Leaving
If
you’re a Christian-nerd who keeps track of these things, you’ll know that two big-name
pastors have left their big-name churches recently. Bill Hybels, Willow Creek
megachurch pastor, retired to the now-familiar refrain of accusations of improper
conduct with women in his church. And just weeks ago, Nadia Bolz-Weber
passed off her church, the House for All Sinners and Saints (HFASS, pronounced “half-ass”),
with one of the most moving sermons
of all time. If you have 15 minutes, listen to it.
I,
too, am engaged in the spiritual practice and litmus test of “leaving.” If I
believed in the separation between church and life, I might think it was too
grand a thing to compare my networks and workplaces and family to the churches
of Bill Hybels and Nadia Bolz-Weber. But I don’t. I believe that each of us founds
a church around us, whether we acknowledge our pastorship of that church or
not.
Like
all pastors, we are responsible to God for the ways we treat others, our
environment, and the worship practices we engage in (i.e. eating, sleeping,
drinking booze with friends). Saying goodbye to people and to places here in
Indianapolis makes me evaluate how I did here. Who remembers me and how? Did I take care of the buildings and greenery
around me? Are the paths I walked (and drove and biked) well-traveled, well-explored,
and blessed because a steward of the Creator walked (and drove and biked) those
paths?
I
feel sadness but no shame in admitting that the answers to those questions are
ambivalent. I did not treat the building I lived in well (there are pieces of
cat food stuck between a couple floor boards, for instance), but I did help
along some amazing grape tomatoes, several spider plants, and succulents. Some
of my students wrote me beautiful good-bye letters about the ways I impacted
them, leaving me with the knowledge that they will remember me well. Others
will remember me as absent. Others as contentious.
No
one wants to leave the way Hybels has left, with disorder and pain in his wake.

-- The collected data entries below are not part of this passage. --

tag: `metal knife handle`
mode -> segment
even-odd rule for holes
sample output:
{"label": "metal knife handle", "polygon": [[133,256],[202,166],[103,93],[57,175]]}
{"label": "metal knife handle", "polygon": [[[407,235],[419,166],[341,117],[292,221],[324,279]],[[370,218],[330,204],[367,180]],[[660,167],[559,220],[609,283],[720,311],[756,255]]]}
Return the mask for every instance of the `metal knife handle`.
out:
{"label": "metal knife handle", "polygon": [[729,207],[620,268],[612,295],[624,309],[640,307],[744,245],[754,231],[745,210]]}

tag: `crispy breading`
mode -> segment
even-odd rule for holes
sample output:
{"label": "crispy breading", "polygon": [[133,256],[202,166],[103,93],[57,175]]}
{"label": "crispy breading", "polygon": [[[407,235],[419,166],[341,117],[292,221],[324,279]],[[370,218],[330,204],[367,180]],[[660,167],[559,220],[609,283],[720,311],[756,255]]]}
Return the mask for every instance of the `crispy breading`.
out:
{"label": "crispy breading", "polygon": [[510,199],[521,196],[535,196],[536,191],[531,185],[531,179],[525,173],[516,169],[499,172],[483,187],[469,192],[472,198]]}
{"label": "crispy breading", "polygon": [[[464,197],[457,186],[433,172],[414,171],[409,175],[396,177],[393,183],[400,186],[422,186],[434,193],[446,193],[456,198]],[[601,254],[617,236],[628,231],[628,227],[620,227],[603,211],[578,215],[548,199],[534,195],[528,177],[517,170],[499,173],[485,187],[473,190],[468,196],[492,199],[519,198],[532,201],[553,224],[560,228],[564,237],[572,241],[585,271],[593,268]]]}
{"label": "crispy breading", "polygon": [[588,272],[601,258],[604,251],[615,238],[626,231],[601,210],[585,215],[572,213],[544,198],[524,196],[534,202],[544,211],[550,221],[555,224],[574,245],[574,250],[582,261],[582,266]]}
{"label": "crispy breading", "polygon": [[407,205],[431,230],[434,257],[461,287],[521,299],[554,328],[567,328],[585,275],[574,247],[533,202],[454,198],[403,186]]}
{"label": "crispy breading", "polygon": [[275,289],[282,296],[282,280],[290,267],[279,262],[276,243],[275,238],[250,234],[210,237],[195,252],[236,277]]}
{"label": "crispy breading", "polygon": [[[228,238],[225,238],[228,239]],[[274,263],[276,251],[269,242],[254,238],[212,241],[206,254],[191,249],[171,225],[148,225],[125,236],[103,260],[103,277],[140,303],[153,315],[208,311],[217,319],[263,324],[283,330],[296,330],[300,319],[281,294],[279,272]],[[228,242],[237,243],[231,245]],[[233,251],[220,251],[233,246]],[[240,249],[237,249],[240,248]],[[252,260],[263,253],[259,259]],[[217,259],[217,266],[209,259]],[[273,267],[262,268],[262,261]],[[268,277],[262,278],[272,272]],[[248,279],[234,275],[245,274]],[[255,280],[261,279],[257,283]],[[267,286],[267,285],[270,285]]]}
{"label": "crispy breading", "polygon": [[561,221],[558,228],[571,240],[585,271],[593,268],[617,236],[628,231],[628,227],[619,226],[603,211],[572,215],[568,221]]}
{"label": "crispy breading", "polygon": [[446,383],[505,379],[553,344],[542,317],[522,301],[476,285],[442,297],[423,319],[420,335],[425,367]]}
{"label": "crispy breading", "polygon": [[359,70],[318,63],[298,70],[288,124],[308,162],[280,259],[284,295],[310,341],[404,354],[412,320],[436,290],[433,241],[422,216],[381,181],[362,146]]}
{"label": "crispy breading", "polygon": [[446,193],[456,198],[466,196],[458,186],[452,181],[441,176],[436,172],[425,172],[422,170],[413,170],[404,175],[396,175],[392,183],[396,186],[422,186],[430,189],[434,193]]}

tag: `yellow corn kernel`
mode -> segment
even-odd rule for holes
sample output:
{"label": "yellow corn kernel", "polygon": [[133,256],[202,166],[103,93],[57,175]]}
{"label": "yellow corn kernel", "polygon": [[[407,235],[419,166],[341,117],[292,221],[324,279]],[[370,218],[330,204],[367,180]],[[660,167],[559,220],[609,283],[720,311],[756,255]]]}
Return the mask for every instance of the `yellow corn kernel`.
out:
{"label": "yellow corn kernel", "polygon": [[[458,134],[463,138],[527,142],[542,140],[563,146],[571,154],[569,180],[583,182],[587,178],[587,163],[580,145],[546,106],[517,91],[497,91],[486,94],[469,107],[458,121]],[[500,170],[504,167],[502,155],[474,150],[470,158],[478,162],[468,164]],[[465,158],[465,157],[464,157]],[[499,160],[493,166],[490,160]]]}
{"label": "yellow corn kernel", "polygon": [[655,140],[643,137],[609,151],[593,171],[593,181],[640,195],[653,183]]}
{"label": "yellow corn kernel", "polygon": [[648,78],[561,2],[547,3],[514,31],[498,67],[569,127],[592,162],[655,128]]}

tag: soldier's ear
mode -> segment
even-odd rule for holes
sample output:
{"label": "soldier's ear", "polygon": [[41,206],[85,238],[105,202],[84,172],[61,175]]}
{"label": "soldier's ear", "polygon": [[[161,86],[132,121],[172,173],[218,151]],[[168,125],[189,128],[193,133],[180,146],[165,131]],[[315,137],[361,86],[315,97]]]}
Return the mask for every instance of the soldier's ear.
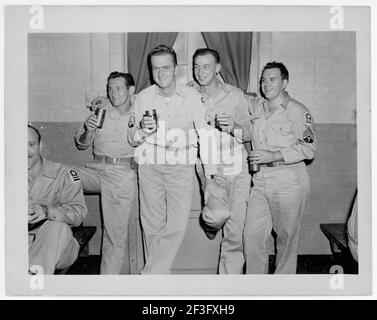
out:
{"label": "soldier's ear", "polygon": [[288,85],[288,79],[284,79],[283,80],[283,89],[285,90],[285,88],[287,87]]}
{"label": "soldier's ear", "polygon": [[130,86],[128,88],[128,92],[130,93],[131,96],[135,93],[135,90],[136,90],[135,86]]}
{"label": "soldier's ear", "polygon": [[43,141],[41,140],[40,142],[39,142],[39,152],[41,152],[42,151],[42,149],[43,149]]}
{"label": "soldier's ear", "polygon": [[221,70],[221,64],[220,63],[217,63],[216,64],[216,75],[218,75],[220,73],[220,70]]}

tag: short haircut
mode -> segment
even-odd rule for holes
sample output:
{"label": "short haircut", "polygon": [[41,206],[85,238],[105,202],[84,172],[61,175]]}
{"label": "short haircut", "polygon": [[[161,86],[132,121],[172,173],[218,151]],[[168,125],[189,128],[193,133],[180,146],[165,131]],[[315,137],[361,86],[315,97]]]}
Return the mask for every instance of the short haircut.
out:
{"label": "short haircut", "polygon": [[215,58],[216,63],[220,63],[220,55],[216,50],[210,49],[210,48],[200,48],[197,49],[194,52],[194,55],[192,56],[192,64],[195,64],[195,59],[199,56],[206,56],[210,54],[212,57]]}
{"label": "short haircut", "polygon": [[273,61],[273,62],[267,63],[262,70],[262,75],[263,75],[264,70],[274,69],[274,68],[277,68],[277,69],[280,70],[282,80],[288,80],[289,81],[288,69],[282,62]]}
{"label": "short haircut", "polygon": [[40,144],[42,137],[41,137],[41,134],[39,133],[39,131],[30,124],[28,124],[27,127],[34,130],[34,132],[36,133],[36,135],[38,137],[38,144]]}
{"label": "short haircut", "polygon": [[176,66],[178,64],[177,62],[177,54],[175,53],[174,49],[168,46],[165,46],[164,44],[160,44],[159,46],[153,48],[151,52],[149,52],[149,61],[151,63],[152,56],[162,56],[164,54],[168,54],[172,56],[174,65]]}
{"label": "short haircut", "polygon": [[129,89],[132,86],[135,86],[135,80],[130,73],[114,71],[114,72],[111,72],[109,76],[107,77],[107,87],[109,86],[110,79],[115,79],[115,78],[123,78],[124,81],[126,82],[127,89]]}

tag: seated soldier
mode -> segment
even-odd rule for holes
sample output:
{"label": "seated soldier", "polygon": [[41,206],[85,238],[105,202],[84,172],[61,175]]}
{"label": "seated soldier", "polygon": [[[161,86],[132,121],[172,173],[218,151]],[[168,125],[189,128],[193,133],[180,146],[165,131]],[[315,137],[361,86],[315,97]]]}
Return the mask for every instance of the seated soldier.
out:
{"label": "seated soldier", "polygon": [[83,222],[87,209],[77,173],[43,158],[41,150],[41,135],[29,125],[29,273],[53,274],[76,261],[79,244],[70,227]]}

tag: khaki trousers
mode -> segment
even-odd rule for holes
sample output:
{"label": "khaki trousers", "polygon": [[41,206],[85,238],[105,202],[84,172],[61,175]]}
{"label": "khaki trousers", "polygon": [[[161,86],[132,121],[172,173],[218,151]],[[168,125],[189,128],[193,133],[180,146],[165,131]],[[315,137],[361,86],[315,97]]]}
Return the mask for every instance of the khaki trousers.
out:
{"label": "khaki trousers", "polygon": [[[103,243],[101,274],[119,274],[128,259],[128,220],[136,210],[136,174],[129,164],[90,162],[74,168],[86,192],[101,193]],[[127,257],[126,257],[127,256]]]}
{"label": "khaki trousers", "polygon": [[251,176],[247,166],[236,176],[227,179],[230,218],[223,227],[221,241],[219,274],[244,273],[243,230],[245,225],[247,199],[250,193]]}
{"label": "khaki trousers", "polygon": [[71,227],[64,222],[46,220],[40,227],[29,230],[29,270],[42,268],[43,274],[71,266],[77,259],[79,244]]}
{"label": "khaki trousers", "polygon": [[[205,185],[205,176],[202,165],[196,166],[202,188]],[[242,167],[238,175],[224,175],[222,167],[219,166],[219,173],[226,184],[219,186],[226,189],[228,195],[228,207],[230,218],[222,227],[223,239],[220,247],[220,258],[218,265],[219,274],[243,274],[244,273],[244,248],[243,230],[245,225],[247,199],[250,193],[251,176],[247,164]]]}
{"label": "khaki trousers", "polygon": [[169,274],[187,229],[194,165],[139,166],[140,217],[146,263],[142,274]]}
{"label": "khaki trousers", "polygon": [[268,273],[268,241],[277,234],[275,273],[293,274],[302,216],[309,194],[304,162],[268,168],[253,177],[245,222],[246,273]]}

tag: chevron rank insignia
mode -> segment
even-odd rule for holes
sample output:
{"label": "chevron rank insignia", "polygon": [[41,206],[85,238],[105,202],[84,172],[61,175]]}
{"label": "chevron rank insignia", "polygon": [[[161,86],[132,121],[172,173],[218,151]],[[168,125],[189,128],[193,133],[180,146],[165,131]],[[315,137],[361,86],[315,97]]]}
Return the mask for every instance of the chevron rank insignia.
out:
{"label": "chevron rank insignia", "polygon": [[70,175],[73,182],[80,181],[80,177],[75,170],[72,170],[72,169],[69,170],[69,175]]}
{"label": "chevron rank insignia", "polygon": [[310,128],[306,128],[306,130],[304,131],[304,134],[303,134],[303,138],[304,138],[304,141],[306,143],[313,143],[313,141],[314,141],[313,131],[310,130]]}

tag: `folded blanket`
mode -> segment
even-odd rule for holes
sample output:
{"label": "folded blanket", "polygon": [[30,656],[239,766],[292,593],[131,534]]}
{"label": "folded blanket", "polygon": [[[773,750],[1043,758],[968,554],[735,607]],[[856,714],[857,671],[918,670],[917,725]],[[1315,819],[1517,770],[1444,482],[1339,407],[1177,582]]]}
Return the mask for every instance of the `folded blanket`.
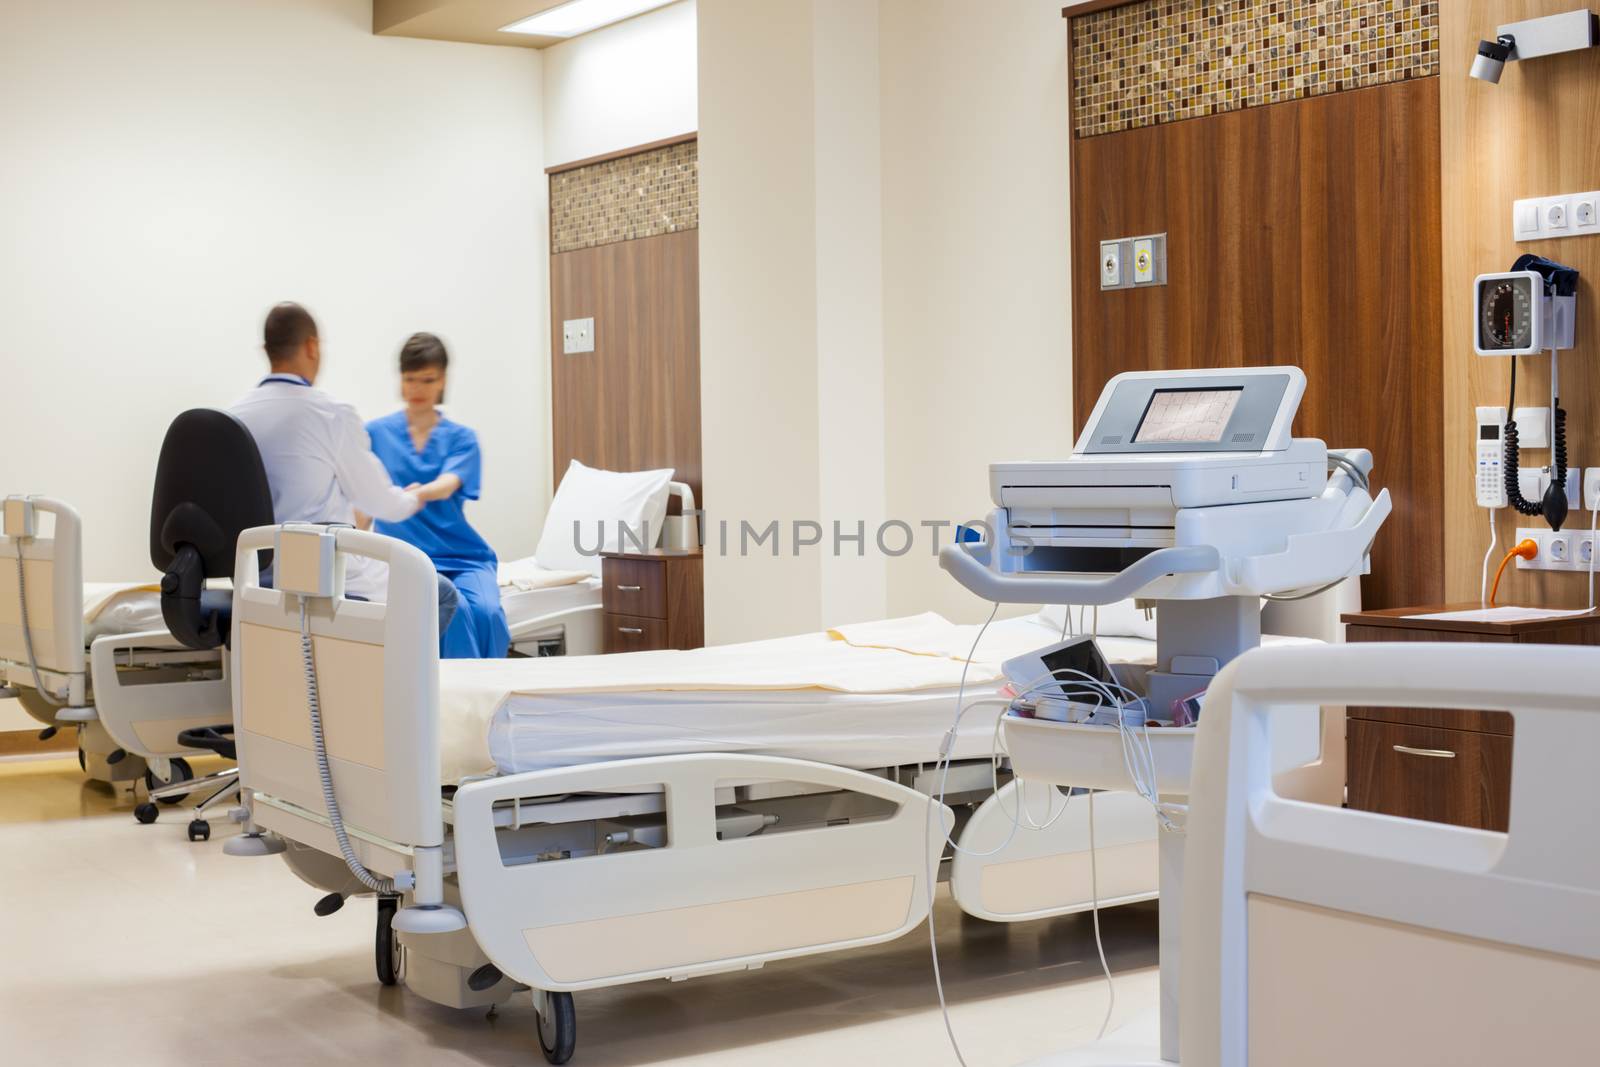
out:
{"label": "folded blanket", "polygon": [[535,589],[577,585],[584,579],[592,577],[594,576],[588,571],[549,570],[539,566],[539,561],[532,556],[500,564],[501,588],[520,589],[525,593]]}

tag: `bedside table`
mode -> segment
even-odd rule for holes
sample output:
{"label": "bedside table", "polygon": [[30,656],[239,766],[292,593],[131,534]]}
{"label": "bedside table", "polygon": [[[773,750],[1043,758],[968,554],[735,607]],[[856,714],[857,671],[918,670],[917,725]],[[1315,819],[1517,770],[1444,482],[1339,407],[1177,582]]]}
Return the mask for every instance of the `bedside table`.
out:
{"label": "bedside table", "polygon": [[706,643],[699,552],[606,552],[600,568],[607,652]]}
{"label": "bedside table", "polygon": [[[1345,640],[1600,645],[1600,617],[1595,615],[1514,623],[1405,618],[1477,606],[1348,614],[1342,617]],[[1352,707],[1345,727],[1350,807],[1480,830],[1507,828],[1513,740],[1509,713]]]}

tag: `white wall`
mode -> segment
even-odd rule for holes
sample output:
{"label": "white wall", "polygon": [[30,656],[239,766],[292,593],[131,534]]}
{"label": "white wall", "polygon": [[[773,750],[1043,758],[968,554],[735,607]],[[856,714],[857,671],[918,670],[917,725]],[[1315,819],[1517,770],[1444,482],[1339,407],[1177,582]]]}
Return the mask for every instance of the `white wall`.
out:
{"label": "white wall", "polygon": [[[1060,0],[882,0],[889,510],[978,519],[989,464],[1072,451],[1067,23]],[[929,554],[889,611],[981,616]]]}
{"label": "white wall", "polygon": [[739,550],[741,521],[818,514],[812,21],[787,0],[699,6],[706,640],[720,644],[821,618],[815,555]]}
{"label": "white wall", "polygon": [[695,0],[544,50],[545,166],[698,127]]}
{"label": "white wall", "polygon": [[86,575],[137,577],[177,412],[265,370],[306,304],[322,382],[397,403],[449,343],[486,464],[473,522],[530,553],[549,494],[540,53],[374,37],[367,0],[0,5],[0,492],[85,520]]}
{"label": "white wall", "polygon": [[713,519],[917,534],[886,558],[869,533],[866,560],[708,546],[708,638],[972,618],[921,524],[982,518],[990,462],[1072,446],[1059,0],[700,0],[699,22]]}

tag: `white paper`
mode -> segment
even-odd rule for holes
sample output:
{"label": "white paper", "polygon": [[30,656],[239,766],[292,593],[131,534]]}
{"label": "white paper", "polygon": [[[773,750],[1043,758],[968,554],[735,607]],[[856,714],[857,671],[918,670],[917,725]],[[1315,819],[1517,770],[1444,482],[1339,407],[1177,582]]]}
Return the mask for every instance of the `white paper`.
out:
{"label": "white paper", "polygon": [[1588,608],[1556,610],[1552,608],[1473,608],[1471,611],[1441,611],[1433,615],[1406,615],[1407,619],[1433,619],[1438,622],[1527,622],[1531,619],[1570,619],[1574,615],[1587,615]]}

Everyone wants to leave like Bolz-Weber has, with humility and in peace. The knowledge
that all people are both sinner and saint (already saints, yet still sinners,
as HFASS proclaims) teaches us that no leaving is so simple. Some people from Hybels
church will miss the good he did while folks at Bolz-Weber’s church won’t miss
the bad she did.
I’m
a little bit scared to pack up the truck tonight and not just because a 10-hour
drive with two angsty cats awaits me tomorrow. The church around me—its people,
its places, its smells—is not perfect, but it is familiar. That which is
unfamiliar awaits.
Leaving
is always a challenge and not just for the truths it tells me about myself. Leaving
is a challenge because it is a spiritual practice that upends every facet of
life. Like the Exodus, I will leave that which enslaved me in this particular
place. But like the Exile I will also leave the beautiful patterns and traditions
of life here that brought me comfort and stability.
I
will miss my house church most of all and some distance after them, The Donut
Shop on Keystone. I’ll miss the ripening of my tomatoes and the easy commutes of
Indianapolis traffic. I’ll miss winter snowstorms and working alongside my
sister. I’ll miss Tuesday mornings with my mother and having my dad pick me up
at the airport with only a moment’s notice. I’ll miss all the hidden nooks and
crannies of Indianapolis that I never bothered to explore.
But
that’s only half the story, in more ways than one. In the first, there is
plenty I won’t miss, but no one needs me to write a blog post about my
individual biases against Indiana. The other half of the practice of leaving is
the practice of arriving. To North Carolina we go, wondering about the church
that will be built around us there and praying, hoping, wishing that we will
see the blessings as that church emerges.